Carlier Chiara, Karch Julian D, Kuppens Peter, Ceulemans Eva
Department of Psychology and Educational Sciences, KU Leuven, Belgium.
Department of Methodology and Statistics, Institute of Psychology, Leiden University, The Netherlands.
Psychol Belg. 2024 Jun 25;64(1):72-84. doi: 10.5334/pb.1297. eCollection 2024.
Profile similarity measures are used to quantify the similarity of two sets of ratings on multiple variables. Yet, it remains unclear how different measures are distinct or overlap and what type of information they precisely convey, making it unclear what measures are best applied under varying circumstances. With this study, we aim to provide clarity with respect to how existing measures interrelate and provide recommendations for their use by comparing a wide range of profile similarity measures. We have taken four steps. First, we reviewed 88 similarity measures by applying them to multiple cross-sectional and intensive longitudinal data sets on emotional experience and retained 43 useful profile similarity measures after eliminating duplicates, complements, or measures that were unsuitable for the intended purpose. Second, we have clustered these 43 measures into similarly behaving groups, and found three general clusters: one cluster with difference measures, one cluster with product measures that could be split into four more nuanced groups and one miscellaneous cluster that could be split into two more nuanced groups. Third, we have interpreted what unifies these groups and their subgroups and what information they convey based on theory and formulas. Last, based on our findings, we discuss recommendations with respect to the choice of measure, propose to avoid using the Pearson correlation, and suggest to center profile items when stereotypical patterns threaten to confound the computation of similarity.

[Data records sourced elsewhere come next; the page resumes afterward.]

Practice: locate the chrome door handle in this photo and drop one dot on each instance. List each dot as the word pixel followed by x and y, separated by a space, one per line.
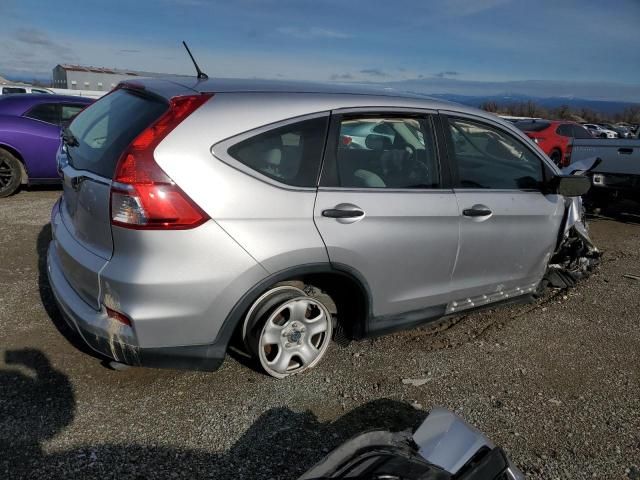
pixel 476 212
pixel 339 213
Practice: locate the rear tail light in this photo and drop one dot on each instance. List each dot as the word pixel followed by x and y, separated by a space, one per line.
pixel 567 155
pixel 142 194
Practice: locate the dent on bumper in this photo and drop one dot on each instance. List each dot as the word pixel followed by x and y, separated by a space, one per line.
pixel 114 340
pixel 106 336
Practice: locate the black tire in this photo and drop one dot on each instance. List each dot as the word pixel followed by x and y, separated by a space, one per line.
pixel 10 173
pixel 556 156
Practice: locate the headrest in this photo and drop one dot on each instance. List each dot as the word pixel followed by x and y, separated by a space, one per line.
pixel 377 142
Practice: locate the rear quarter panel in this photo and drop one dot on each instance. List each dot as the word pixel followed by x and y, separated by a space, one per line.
pixel 35 141
pixel 274 225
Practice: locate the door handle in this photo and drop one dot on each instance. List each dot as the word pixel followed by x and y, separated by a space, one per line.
pixel 339 213
pixel 477 211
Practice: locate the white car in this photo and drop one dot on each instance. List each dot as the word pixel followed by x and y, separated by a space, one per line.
pixel 600 132
pixel 11 89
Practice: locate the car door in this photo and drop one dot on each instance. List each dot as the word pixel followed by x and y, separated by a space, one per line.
pixel 508 224
pixel 386 212
pixel 40 151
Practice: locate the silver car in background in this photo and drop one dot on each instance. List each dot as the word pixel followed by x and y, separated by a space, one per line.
pixel 202 214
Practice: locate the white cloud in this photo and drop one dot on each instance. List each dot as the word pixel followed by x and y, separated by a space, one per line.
pixel 313 32
pixel 462 8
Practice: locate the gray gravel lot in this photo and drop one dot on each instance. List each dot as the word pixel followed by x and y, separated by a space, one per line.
pixel 556 383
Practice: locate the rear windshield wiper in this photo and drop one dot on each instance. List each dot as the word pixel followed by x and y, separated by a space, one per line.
pixel 68 138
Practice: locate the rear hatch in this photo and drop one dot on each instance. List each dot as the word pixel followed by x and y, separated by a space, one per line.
pixel 94 143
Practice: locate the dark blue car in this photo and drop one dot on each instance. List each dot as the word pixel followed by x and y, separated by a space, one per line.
pixel 30 135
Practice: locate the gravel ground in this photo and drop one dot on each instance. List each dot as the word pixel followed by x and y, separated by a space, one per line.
pixel 555 383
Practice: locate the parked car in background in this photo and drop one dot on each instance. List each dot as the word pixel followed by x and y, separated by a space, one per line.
pixel 554 137
pixel 617 176
pixel 11 89
pixel 196 212
pixel 623 132
pixel 30 135
pixel 599 132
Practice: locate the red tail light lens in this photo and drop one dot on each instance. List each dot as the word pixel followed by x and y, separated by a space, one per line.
pixel 567 155
pixel 142 194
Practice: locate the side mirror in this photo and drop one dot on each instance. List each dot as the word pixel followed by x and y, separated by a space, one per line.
pixel 570 185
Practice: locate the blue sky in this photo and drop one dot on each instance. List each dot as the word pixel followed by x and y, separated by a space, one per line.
pixel 590 44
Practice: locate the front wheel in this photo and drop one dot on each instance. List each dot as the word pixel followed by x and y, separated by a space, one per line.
pixel 10 173
pixel 290 334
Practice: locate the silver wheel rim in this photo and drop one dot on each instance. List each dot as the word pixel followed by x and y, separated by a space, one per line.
pixel 295 337
pixel 260 301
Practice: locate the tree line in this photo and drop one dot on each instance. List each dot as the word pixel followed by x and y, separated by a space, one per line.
pixel 630 114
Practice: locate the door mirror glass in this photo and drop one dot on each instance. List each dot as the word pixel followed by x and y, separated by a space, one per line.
pixel 571 185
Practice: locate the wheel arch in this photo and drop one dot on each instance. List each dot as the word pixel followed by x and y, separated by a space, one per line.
pixel 13 151
pixel 340 282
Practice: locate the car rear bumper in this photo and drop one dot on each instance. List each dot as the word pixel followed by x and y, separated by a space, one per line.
pixel 116 341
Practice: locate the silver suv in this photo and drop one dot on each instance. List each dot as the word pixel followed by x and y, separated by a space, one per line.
pixel 202 214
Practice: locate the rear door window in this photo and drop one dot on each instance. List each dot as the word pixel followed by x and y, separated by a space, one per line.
pixel 105 129
pixel 487 157
pixel 8 90
pixel 68 113
pixel 290 154
pixel 45 112
pixel 385 152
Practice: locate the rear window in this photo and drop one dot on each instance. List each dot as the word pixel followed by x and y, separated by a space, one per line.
pixel 8 90
pixel 289 154
pixel 45 112
pixel 532 125
pixel 107 127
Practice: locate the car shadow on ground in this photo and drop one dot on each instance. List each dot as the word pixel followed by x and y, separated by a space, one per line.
pixel 37 402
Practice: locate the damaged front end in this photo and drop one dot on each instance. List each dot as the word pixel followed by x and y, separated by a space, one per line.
pixel 575 256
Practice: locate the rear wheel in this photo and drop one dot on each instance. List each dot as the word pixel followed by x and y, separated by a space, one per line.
pixel 287 331
pixel 10 173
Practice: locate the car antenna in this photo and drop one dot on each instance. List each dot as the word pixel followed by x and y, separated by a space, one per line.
pixel 201 74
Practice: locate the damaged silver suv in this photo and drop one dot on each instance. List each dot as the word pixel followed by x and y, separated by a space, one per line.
pixel 271 216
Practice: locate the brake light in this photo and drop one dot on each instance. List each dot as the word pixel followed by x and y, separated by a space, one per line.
pixel 143 196
pixel 567 155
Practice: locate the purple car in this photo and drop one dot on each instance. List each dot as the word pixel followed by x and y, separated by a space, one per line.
pixel 30 135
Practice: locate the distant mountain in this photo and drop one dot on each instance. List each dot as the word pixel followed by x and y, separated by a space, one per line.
pixel 600 106
pixel 600 91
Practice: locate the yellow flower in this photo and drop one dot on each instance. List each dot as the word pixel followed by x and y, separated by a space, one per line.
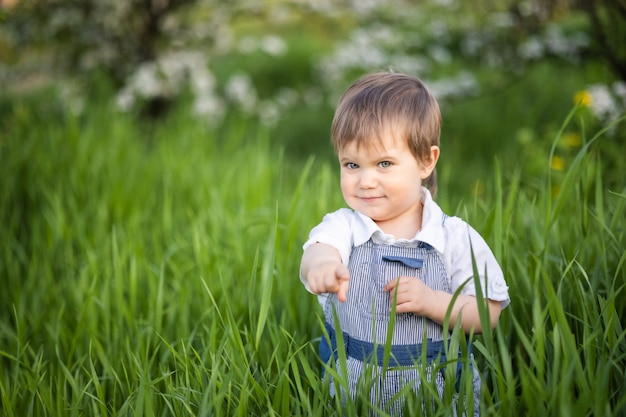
pixel 583 97
pixel 557 163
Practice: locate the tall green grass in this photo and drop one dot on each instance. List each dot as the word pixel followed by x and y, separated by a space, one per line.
pixel 154 271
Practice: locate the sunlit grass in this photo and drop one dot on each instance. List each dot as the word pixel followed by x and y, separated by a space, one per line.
pixel 155 272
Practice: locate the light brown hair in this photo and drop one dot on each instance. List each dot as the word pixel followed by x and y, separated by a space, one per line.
pixel 384 102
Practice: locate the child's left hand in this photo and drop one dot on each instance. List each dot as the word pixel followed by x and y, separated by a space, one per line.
pixel 413 295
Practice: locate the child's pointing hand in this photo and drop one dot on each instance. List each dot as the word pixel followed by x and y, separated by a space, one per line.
pixel 331 277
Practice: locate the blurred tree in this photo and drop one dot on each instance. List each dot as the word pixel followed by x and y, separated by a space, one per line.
pixel 608 25
pixel 114 36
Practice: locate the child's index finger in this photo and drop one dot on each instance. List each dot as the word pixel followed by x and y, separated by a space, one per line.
pixel 391 285
pixel 343 280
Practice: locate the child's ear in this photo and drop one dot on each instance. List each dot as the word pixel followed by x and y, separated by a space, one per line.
pixel 428 165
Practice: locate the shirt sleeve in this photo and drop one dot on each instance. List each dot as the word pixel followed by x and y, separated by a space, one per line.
pixel 467 244
pixel 334 230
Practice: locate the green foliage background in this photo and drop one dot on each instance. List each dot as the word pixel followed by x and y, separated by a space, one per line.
pixel 149 260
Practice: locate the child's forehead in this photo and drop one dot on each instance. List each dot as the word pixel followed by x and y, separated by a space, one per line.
pixel 374 145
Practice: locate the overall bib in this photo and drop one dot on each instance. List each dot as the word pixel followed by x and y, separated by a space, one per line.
pixel 364 320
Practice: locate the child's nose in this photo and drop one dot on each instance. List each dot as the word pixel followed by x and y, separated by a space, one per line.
pixel 367 179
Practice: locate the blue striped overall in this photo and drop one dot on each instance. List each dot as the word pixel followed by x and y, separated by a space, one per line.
pixel 364 320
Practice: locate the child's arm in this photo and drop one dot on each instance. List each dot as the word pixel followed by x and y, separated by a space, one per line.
pixel 415 297
pixel 323 270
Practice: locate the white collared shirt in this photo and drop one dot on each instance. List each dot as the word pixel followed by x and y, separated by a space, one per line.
pixel 346 228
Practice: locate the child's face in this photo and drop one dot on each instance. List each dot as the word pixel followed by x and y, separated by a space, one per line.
pixel 383 181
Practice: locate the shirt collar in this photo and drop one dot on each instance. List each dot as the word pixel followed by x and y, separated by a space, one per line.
pixel 431 233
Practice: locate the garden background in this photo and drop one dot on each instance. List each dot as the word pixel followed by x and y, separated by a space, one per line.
pixel 162 161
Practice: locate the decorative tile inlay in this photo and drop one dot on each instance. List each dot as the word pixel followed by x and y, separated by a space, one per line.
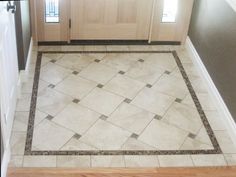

轮廓相似性度量用于量化两组在多个变量上的评分的相似性。然而,尚不清楚不同的度量是如何不同或重叠的,以及它们确切传达的信息类型是什么,这使得在不同情况下哪种度量最适用并不明确。通过本研究,我们旨在通过比较多种轮廓相似性度量来明确现有度量之间的相互关系,并为它们的使用提供建议。我们采取了四个步骤。首先,我们将88种相似性度量应用于多个关于情感体验的横断面和密集纵向数据集,并在消除重复、互补或不适用于预期目的的度量后,保留了43种有用的轮廓相似性度量。其次,我们将这43种度量聚类为行为相似的组,发现了三个一般聚类:一个差异度量聚类、一个乘积度量聚类(可进一步细分为四个更细致的组)和一个杂项聚类(可进一步细分为两个更细致的组)。第三,我们根据理论和公式解释了统一这些组及其子组的因素以及它们传达的信息。最后,基于我们的发现,我们讨论了关于度量选择的建议,提议避免使用皮尔逊相关性,并建议在刻板模式可能混淆相似性计算时对轮廓项目进行中心化处理。